[Date Prev][Date Next][Thread Prev][Thread Next][Date Index][Thread Index]

Re: [Condor-users] how to kill job when output dir removed ?



> Now you can construct an automated policy about what should happen to
the 
> held jobs by configuring SYSTEM_PERIODIC_RELEASE or 
> SYSTEM_PERIODIC_REMOVE (or the user can configure a policy with the 
> respective job policy expressions).

Ah yes! Good point. We don't use a try-again policy at Altera but you
can definitely couple a release and remove config setting with the retry
attempt counter in the jobs to limit the number of times Condor would
try and recover from a missing result directory error. Just in case it's
transient. Personally I find stupid users to be rather stable in their
continued existence. :)

> I should also note that there was one case of file transfer errors not

> handled by 6.8's put-on-hold policy.  It is failure while writing the 
> output to the submit machine (e.g. because the disk is full).  This
has 
> been fixed in Condor 6.9.1, so jobs will go on hold in this case too.

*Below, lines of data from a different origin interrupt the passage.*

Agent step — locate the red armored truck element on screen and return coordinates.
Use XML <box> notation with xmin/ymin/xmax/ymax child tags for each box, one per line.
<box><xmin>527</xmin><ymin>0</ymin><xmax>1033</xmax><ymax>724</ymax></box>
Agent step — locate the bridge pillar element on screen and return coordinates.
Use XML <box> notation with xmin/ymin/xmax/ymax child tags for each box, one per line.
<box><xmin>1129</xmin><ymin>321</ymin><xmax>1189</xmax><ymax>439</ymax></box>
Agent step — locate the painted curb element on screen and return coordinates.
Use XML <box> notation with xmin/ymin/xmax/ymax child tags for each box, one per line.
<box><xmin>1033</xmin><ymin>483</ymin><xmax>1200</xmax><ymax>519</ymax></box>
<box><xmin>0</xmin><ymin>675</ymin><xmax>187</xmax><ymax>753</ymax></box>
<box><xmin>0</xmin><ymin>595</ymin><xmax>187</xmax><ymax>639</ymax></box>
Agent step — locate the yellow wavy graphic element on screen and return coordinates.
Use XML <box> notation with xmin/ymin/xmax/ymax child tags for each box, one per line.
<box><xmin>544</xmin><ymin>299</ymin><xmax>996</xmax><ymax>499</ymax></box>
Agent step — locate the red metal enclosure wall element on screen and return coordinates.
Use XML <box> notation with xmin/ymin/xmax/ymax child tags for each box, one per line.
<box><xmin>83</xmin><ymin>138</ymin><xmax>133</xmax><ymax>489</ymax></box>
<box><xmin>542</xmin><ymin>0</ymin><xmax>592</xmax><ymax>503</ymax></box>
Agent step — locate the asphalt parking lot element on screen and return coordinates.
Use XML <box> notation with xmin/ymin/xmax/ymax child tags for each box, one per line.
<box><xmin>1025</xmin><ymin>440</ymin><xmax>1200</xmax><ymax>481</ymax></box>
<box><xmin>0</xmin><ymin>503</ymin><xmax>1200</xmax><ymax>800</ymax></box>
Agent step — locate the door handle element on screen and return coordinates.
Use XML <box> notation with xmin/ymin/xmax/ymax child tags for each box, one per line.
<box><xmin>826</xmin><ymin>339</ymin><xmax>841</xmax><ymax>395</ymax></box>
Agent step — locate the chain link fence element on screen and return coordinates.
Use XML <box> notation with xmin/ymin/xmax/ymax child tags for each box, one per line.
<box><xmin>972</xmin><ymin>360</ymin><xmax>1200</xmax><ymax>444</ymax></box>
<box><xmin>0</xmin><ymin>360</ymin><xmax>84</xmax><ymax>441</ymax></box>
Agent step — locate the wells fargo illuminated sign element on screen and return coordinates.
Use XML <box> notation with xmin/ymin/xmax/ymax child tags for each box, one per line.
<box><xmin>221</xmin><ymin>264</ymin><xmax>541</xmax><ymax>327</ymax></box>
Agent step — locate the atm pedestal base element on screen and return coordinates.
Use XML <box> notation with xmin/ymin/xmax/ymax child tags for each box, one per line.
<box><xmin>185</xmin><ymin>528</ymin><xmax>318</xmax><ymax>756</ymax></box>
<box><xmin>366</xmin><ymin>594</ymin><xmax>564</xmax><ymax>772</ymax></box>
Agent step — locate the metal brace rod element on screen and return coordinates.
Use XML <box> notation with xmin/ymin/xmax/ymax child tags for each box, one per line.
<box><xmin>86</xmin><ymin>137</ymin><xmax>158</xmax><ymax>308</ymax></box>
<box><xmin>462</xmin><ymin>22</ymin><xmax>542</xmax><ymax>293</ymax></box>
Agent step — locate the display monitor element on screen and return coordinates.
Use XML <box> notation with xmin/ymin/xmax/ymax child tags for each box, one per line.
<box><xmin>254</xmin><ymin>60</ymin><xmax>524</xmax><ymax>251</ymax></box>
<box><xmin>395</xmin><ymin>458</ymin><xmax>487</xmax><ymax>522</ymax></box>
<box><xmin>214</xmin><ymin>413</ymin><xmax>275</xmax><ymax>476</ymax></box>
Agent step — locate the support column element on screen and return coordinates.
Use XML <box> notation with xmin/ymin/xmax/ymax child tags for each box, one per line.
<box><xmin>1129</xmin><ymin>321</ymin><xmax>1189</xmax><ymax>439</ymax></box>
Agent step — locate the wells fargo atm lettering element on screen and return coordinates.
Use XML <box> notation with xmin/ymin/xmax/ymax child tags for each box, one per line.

> It was difficult to judge whether this was a bug fix or a change in 
> behavior (i.e. suitable for 6.8 vs. 6.9).  In the end, I decided to
put 
> it into 6.9.

If you're accepting lobbying for pushing this into 6.8 consider this my
request. I'd definitely like to see this as a put-on-hold situation.
Right now we're actually monitoring user's disk usage on our NAS box and
holding their jobs when they get with 1% of their hard quota.

- Ian

P.S. Did something change on the mailing list? I'm not seeing my own
emails to the list anymore.